2 апреля 1791 года умер граф Оноре-Габриэль Рикетти-Мирабо. В этот день театры были закрыты, развлечения запрещены. Одна строптивая маркиза все-таки захотела дать бал, но сбежался народ и палками разогнал собравшихся

Провожать тело Мирабо в последний путь вышел весь Париж. Шествие открывал отряд конницы. Затем следовали канониры от каждого из шестидесяти батальонов, штаб национальной гвардии, духовенство, Учредительное собрание, Якобинский клуб, министры, чиновники департаментов и муниципалитетов. Один лишь депутат отказался присутствовать – то был Петион.

Собрание постановило похоронить тело Мирабо в церкви св. Женевьевы, на фронтоне которой будет высечена надпись:

«Великим людям благодарное отечество».

Так Франция почтила память человека, сделавшего принципом своей жизни абсолютную беспринципность.

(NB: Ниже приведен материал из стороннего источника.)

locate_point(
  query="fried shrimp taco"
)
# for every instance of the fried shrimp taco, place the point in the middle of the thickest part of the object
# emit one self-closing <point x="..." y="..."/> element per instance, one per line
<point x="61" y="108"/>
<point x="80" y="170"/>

Граф Мирабо с удивительным талантом обманывал короля, Собрание, парод, но и первую очередь обманывал самого себя. Могущественный оратор, человек, проведший молодость в тюрьмах и ставший на склоне лет самым сильным политическим деятелем, он хотел править страной. Увы, несбывшиеся надежды! И не потому, что Барнав лишил его министерского поста, и Мирабо оставалось только давать советы, казавшиеся слишком сложными простоватому королю. А потому, что Мирабо тоже считал конституционную монархию идеальной формой общественной жизни. Но революция шла дальше, а Мирабо все еще надеялся остановить ее с помощью интриг. Каждый раз, когда он упирался, пытаясь задержать народное движение, революция давала ему пинок и заставляла идти вперед. Неверно думать, будто Мирабо предавал революцию, когда король хорошо платил ему, и помогал революции, когда считал, что ему заплатили недостаточно. Нет, Мирабо неоднократно поднимался на трибуну, искренне желая провести декрет, угодный монархии, но правые, тупые и фанатичные, его освистывали, народ, угадывая измену, улюлюкал; и Мирабо, раздраженный глупостью аристократов и боящийся потерять популярность, вдруг исступленно обрушивался на двор и короля. Он сходил с трибуны под грохот аплодисментов. На следующий день газеты называли его Мирабо громовержец, а сам оратор стыдливо оправдывался перед министрами, притворно недоумевая, почему накануне его так занесло.

В дни всеобщей скорби торжествовал лишь один подозрительный и проницательный Марат.

«Народ, возблагодари богов! Под косою Парки пал твой опаснейший враг: не стало Рикетти! Он пал жертвою своих многочисленных предательств, своих слишком запоздалых сомнений, варварской предусмотрительности своих жестоких сообщников… Помни, что он был одним из прирожденных холопов деспота, что он фрондировал перед двором только для уловления твоих голосов; что едва попав в Генеральные штаты, он продал двору твои священные права…»

(Через два с половиной года, когда открылась связь Мирабо с двором, по докладу Жозефа Шенье был принят следующий декрет:

«Национальный Конвент, находя, что без добродетелей не бывает великого человека, постановляет: удалить тело Оноре-Габриэля Рикетти-Мирабо из французского Пантеона и перенести туда тело Марата».)

Пока Мирабо был жив, он старался политику двора держать в рамках благоразумия. Знаменательно, что еще в 1790 году Мирабо рекомендовал ввести якобинцев в правительство (имея в виду триумвират).

«Якобинцы-министры не будут якобинскими министрами. Если они удержатся, тем лучше, они будут вынуждены отступить, а если не удержатся, то они погибли – они и их партия».

Мирабо предугадал дальнейшую эволюцию Барнава, Дюпора и Ламетов.

Но Мирабо умер, и советы королю стали давать другие люди. Они придумали грандиозный план, осуществление которого наносило революции смертельный удар.